Moses distinguishes two main types of creation, which followed one after another. The first creation in the proper sense, which was at the very beginning, when the Creator produced everything from nothing: "In the beginning God created the heavens and the earth" (Gen. 1, 1), produced the very substance of the world, which contained the beginnings or embryos for all of its creatures . In this sense, the wise son of Sirach said: "All things are created by Him who lives for ever" (Sir 18, 1). ... And another creation is a creation from a ready-made primordial and still unsettled substance, which took place for six days. This creation, of course, was meant by Solomon when he wrote that the almighty hand of God created the world from an imageless substance (Prem. 11, 18). And the holy martyr Justin repeated Solomon's words: We accepted that God in the beginning created everything from a substance that does not have an image. Bishop Makarii (Bulgakov), p. 93-94.
It is clear that the device of the world and the whole creation originated from matter, the very substance was created by God; the substance was coarse and formless, before the elements were divided, and by their separation it became ornamented and well-arranged. So the sky and the stars on it consist of matter, and the earth with all the objects that are on it has the same composition, so everything has the same origin.

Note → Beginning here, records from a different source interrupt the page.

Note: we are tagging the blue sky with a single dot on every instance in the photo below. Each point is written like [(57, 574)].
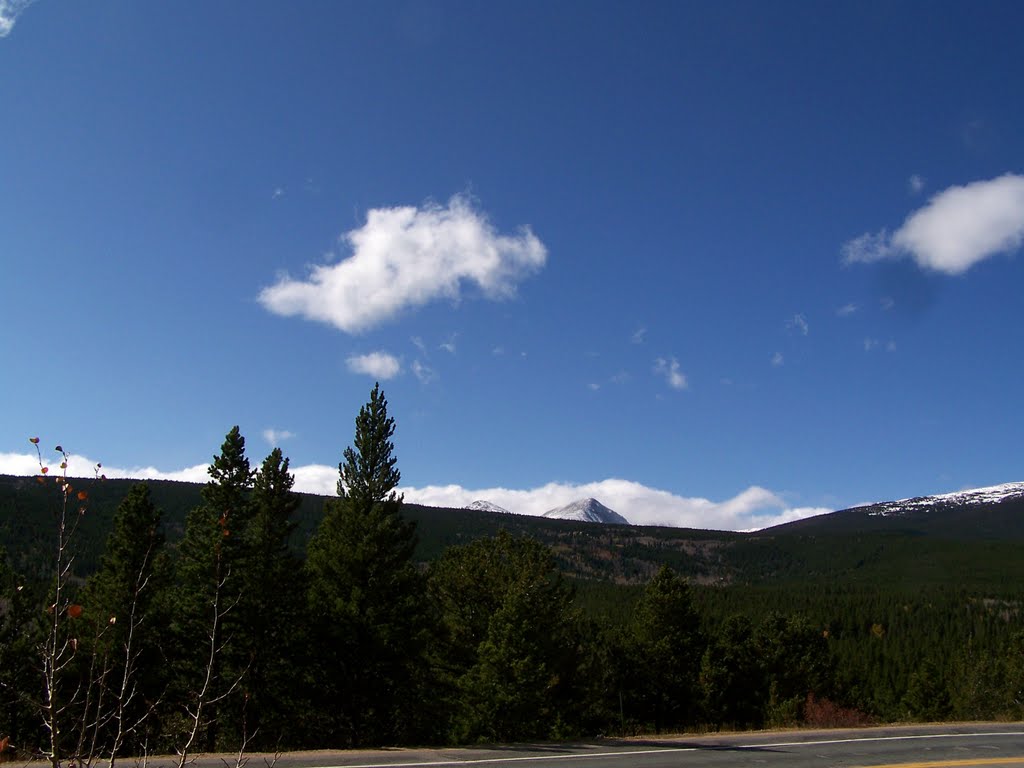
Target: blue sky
[(718, 264)]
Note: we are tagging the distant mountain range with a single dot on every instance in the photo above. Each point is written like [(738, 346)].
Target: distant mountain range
[(587, 510), (964, 539), (994, 512)]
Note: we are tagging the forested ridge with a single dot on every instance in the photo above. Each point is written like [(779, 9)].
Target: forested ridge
[(239, 615)]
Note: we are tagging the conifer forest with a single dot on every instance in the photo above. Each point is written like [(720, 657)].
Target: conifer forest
[(258, 626)]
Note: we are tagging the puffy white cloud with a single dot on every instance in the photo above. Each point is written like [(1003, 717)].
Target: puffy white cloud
[(275, 436), (752, 509), (670, 370), (424, 373), (83, 466), (957, 228), (9, 11), (379, 365), (407, 257)]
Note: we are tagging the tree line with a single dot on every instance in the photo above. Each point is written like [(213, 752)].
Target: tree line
[(236, 641)]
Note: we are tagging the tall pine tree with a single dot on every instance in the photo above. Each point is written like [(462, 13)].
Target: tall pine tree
[(366, 596), (210, 658), (270, 609)]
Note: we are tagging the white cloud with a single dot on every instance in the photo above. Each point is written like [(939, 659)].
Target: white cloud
[(424, 373), (752, 509), (450, 345), (670, 370), (379, 365), (9, 11), (275, 436), (408, 257), (957, 228), (82, 466)]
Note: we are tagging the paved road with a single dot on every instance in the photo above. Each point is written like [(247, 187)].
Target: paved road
[(924, 747)]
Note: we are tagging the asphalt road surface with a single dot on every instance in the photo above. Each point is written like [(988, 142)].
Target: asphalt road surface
[(919, 747)]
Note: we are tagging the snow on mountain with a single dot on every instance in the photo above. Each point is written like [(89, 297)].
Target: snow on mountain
[(587, 510), (485, 506), (991, 495)]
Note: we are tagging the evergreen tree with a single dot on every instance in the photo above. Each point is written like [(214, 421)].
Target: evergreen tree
[(732, 678), (508, 624), (271, 609), (669, 647), (122, 602), (366, 596), (212, 559), (797, 662)]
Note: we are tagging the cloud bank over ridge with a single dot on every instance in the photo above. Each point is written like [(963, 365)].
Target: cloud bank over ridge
[(754, 508)]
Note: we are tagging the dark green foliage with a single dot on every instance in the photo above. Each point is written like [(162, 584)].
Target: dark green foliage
[(18, 639), (510, 643), (208, 654), (927, 696), (367, 597), (893, 617), (122, 628), (796, 662), (270, 610), (732, 679), (667, 649)]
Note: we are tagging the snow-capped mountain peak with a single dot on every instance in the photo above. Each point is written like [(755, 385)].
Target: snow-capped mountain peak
[(587, 510), (485, 506), (990, 495)]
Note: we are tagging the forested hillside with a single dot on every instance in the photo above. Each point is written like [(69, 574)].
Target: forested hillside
[(164, 616)]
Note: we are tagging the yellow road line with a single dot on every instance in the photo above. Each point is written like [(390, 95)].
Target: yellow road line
[(954, 763)]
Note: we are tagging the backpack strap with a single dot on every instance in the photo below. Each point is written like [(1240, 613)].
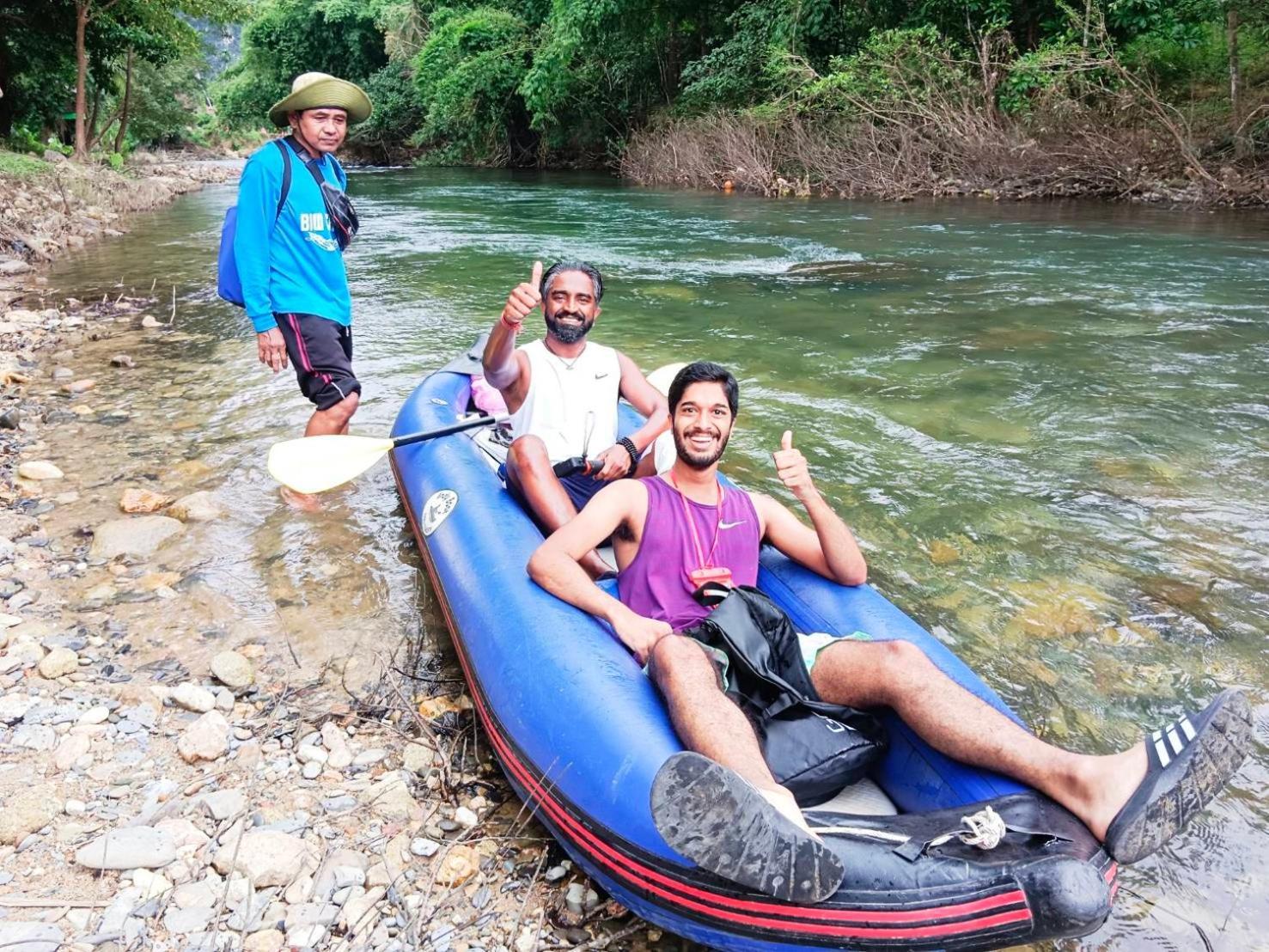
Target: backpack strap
[(286, 177), (311, 164)]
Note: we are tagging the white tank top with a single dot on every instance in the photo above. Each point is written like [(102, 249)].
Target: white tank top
[(571, 406)]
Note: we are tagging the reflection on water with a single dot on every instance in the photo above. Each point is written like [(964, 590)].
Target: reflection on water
[(1046, 423)]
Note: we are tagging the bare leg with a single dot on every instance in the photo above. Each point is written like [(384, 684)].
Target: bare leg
[(899, 675), (716, 802), (529, 468), (333, 420), (708, 723)]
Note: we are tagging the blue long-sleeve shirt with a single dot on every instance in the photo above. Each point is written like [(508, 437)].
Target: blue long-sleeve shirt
[(289, 263)]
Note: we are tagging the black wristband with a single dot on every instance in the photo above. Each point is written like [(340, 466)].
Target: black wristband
[(630, 449)]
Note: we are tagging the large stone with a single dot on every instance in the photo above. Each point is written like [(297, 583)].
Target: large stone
[(58, 662), (460, 864), (14, 706), (143, 500), (266, 857), (390, 797), (71, 748), (27, 811), (140, 536), (186, 920), (197, 507), (225, 803), (193, 697), (40, 470), (29, 937), (233, 670), (206, 739), (264, 941), (128, 848)]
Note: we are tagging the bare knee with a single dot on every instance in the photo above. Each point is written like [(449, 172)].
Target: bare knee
[(679, 664), (902, 664), (528, 455), (343, 412)]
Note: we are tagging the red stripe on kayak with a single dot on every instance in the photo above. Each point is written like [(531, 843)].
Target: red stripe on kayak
[(645, 877), (829, 917)]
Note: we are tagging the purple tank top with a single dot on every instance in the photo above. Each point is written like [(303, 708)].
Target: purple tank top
[(655, 584)]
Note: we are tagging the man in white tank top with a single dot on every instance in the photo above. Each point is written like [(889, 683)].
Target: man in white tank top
[(561, 393)]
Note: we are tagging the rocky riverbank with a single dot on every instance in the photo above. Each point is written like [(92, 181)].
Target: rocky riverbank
[(173, 776)]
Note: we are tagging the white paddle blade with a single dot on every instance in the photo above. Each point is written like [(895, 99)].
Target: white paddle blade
[(662, 377), (317, 463)]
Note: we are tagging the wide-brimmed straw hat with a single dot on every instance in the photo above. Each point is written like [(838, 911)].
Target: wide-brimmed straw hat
[(314, 90)]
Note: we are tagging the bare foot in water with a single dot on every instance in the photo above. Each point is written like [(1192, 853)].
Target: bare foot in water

... Matter is not without beginning, like God, and has no power equal with God, as without beginning, but it has a beginning, and not from somebody else has occurred, but is produced from one Creator of everything.Tatian (Compositions of the ancient Christian apologists, M., 1867, pp. 252, 17).

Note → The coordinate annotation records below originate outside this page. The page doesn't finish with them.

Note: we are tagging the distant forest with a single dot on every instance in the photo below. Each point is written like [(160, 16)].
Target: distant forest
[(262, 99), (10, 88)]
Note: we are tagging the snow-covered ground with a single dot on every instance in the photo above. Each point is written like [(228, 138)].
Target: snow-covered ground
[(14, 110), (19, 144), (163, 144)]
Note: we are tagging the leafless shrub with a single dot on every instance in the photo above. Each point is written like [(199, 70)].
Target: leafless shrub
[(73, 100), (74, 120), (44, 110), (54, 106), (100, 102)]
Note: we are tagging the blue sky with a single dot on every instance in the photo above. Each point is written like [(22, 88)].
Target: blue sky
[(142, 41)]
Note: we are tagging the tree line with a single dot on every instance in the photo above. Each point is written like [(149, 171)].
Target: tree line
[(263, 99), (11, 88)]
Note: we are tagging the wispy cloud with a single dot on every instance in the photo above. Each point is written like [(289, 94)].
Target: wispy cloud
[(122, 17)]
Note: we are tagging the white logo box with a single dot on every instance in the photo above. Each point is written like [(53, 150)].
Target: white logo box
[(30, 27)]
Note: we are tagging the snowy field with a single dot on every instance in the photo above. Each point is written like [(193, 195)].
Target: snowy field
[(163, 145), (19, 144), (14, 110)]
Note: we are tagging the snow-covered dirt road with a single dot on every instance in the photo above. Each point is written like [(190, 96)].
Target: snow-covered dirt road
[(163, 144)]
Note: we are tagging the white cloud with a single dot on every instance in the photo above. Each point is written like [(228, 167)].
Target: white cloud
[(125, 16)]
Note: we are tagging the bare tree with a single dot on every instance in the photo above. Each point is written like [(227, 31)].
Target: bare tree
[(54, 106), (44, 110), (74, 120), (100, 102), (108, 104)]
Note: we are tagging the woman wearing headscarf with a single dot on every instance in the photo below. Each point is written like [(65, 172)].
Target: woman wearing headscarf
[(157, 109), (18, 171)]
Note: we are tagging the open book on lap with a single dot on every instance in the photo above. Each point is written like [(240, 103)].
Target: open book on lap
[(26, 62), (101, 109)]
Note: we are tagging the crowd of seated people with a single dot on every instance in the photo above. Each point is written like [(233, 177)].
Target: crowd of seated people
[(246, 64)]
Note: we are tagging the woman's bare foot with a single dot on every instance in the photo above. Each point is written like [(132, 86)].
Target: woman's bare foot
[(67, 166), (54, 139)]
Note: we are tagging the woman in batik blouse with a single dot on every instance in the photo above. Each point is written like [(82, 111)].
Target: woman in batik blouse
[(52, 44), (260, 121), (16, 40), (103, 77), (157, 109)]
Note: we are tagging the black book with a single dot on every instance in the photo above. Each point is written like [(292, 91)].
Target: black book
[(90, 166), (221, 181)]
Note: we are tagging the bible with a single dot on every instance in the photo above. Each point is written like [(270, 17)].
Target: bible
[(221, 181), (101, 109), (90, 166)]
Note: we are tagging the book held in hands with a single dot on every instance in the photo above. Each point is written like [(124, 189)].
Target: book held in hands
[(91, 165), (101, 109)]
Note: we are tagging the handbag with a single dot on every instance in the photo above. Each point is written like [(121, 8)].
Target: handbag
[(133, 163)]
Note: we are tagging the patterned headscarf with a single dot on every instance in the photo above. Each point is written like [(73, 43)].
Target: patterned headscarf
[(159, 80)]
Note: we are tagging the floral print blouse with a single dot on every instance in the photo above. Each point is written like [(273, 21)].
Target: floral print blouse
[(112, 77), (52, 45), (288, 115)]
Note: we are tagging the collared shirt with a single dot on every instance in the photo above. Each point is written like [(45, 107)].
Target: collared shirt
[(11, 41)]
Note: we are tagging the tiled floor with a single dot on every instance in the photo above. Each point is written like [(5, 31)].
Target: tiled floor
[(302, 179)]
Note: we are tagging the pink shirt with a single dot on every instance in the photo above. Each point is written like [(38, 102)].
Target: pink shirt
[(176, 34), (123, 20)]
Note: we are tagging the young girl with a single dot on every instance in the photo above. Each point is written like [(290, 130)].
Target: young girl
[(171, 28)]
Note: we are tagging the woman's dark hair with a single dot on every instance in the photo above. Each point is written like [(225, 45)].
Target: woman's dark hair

The material from which God created and created the world was derived from God. Theophilus Theophilus of Antioch (Works of the ancient Christian apologists, pp. 196).

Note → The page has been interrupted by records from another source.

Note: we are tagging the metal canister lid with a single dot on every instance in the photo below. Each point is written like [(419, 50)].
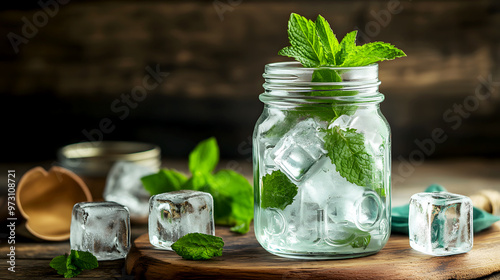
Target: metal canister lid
[(97, 158)]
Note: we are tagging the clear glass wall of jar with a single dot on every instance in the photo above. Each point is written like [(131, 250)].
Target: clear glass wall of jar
[(322, 162)]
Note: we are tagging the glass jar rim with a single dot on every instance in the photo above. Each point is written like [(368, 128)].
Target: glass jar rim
[(285, 65), (290, 81)]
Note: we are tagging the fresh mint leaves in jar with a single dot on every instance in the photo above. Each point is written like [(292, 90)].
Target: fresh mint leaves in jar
[(322, 148)]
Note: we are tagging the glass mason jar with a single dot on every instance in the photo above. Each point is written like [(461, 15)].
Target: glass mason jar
[(322, 163)]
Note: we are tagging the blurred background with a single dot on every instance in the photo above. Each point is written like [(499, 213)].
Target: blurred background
[(176, 72)]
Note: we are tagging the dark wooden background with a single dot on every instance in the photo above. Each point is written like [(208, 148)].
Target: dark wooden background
[(65, 78)]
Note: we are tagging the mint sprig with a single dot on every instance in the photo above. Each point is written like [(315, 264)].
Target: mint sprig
[(346, 149), (198, 246), (314, 45), (232, 193), (73, 264)]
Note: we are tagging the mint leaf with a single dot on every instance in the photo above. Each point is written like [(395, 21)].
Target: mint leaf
[(347, 46), (204, 157), (73, 264), (371, 53), (230, 184), (277, 191), (198, 246), (59, 264), (346, 149), (166, 180), (306, 46), (328, 39), (314, 44), (232, 193)]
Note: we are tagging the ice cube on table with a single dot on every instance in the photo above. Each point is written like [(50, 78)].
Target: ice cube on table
[(124, 186), (299, 149), (102, 228), (440, 223), (175, 214)]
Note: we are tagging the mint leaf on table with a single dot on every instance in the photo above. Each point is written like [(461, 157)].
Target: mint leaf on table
[(198, 246), (278, 191), (166, 180), (59, 264), (327, 38), (73, 264), (204, 157), (232, 193), (346, 149)]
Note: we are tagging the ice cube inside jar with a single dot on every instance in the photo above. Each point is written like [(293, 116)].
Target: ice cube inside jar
[(440, 223), (102, 228), (175, 214)]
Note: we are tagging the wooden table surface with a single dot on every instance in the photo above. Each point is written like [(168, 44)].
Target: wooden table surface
[(465, 176)]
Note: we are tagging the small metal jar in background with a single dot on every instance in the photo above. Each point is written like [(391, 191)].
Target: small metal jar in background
[(93, 160)]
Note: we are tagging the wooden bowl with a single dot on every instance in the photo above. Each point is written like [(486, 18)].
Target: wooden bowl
[(46, 199)]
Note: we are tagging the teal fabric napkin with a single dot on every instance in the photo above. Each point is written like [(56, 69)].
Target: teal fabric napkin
[(481, 219)]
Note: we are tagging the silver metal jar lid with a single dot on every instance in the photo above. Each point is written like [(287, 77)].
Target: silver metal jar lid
[(97, 158)]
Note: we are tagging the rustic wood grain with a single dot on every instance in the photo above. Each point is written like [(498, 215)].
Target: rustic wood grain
[(244, 258)]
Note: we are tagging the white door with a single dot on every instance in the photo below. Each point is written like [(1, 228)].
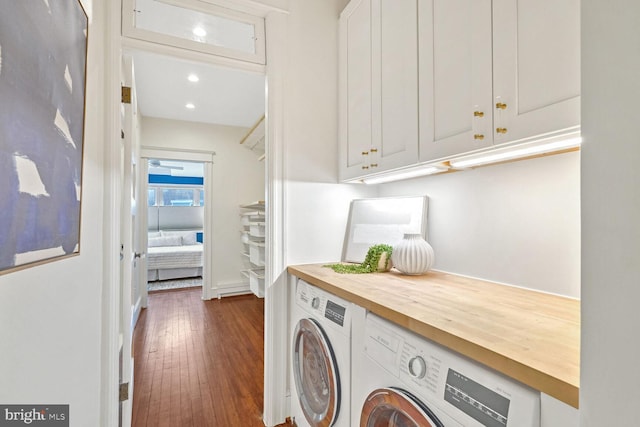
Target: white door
[(130, 242), (536, 77), (455, 77)]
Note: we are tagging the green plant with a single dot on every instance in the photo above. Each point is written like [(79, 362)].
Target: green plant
[(371, 261)]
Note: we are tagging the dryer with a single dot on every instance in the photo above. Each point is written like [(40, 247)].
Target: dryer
[(321, 357), (402, 379)]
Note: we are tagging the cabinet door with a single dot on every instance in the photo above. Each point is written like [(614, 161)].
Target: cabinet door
[(354, 88), (536, 67), (455, 77), (395, 84)]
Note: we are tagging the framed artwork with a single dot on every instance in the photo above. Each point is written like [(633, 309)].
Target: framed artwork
[(43, 54), (382, 220)]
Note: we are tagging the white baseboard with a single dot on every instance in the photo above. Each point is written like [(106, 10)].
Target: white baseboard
[(231, 289)]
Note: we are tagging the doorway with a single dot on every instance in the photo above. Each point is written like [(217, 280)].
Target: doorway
[(274, 15), (175, 224)]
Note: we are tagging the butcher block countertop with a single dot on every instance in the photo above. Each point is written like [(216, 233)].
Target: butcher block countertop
[(530, 336)]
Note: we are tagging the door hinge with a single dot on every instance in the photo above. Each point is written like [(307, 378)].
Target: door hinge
[(124, 392), (126, 95)]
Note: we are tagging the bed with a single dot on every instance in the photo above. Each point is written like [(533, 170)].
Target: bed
[(173, 255)]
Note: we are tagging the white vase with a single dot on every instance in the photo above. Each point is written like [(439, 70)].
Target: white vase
[(412, 255)]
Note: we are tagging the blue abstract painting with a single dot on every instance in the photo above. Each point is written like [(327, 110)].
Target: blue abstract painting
[(43, 50)]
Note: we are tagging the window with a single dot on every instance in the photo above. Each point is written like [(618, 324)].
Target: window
[(178, 196), (151, 197), (196, 26)]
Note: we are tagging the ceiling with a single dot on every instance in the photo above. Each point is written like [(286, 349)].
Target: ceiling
[(221, 96)]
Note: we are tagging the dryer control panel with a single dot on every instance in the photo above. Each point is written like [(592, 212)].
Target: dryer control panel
[(462, 388)]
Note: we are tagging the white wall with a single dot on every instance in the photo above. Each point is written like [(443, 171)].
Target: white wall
[(316, 206), (610, 376), (515, 223), (50, 315), (238, 178)]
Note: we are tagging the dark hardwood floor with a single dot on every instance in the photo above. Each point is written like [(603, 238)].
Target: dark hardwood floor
[(199, 363)]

It is known that everything that is mutable is formed from something formless. At the same time, the catholic faith inspires, and the rational mind says that there could be no matter for any of the natures except from God, the culprit and the Creator of all ... Blessed Augustine. Creations, h. 7, Kiev, 1912, p. 160.
So, on the first day God creates the substance of the creatures, in the following days gives shape to His creations and brings all created things in order (40, 737).
When God produces by His all-powerful matter, then in the book of Genesis the term "created" is used. When God begins the dispensation of the world, and the beginning of this dispensation was light, this is expressed by the corresponding concept. St. John Chrysostom (40, 740).
God, before there was anything from what is now visible, having put in his mind and being moved to bring into existence what was not existing, thought about what the world should be like, and produced matter corresponding to the form of the world. St. Basil the Great (4, 11).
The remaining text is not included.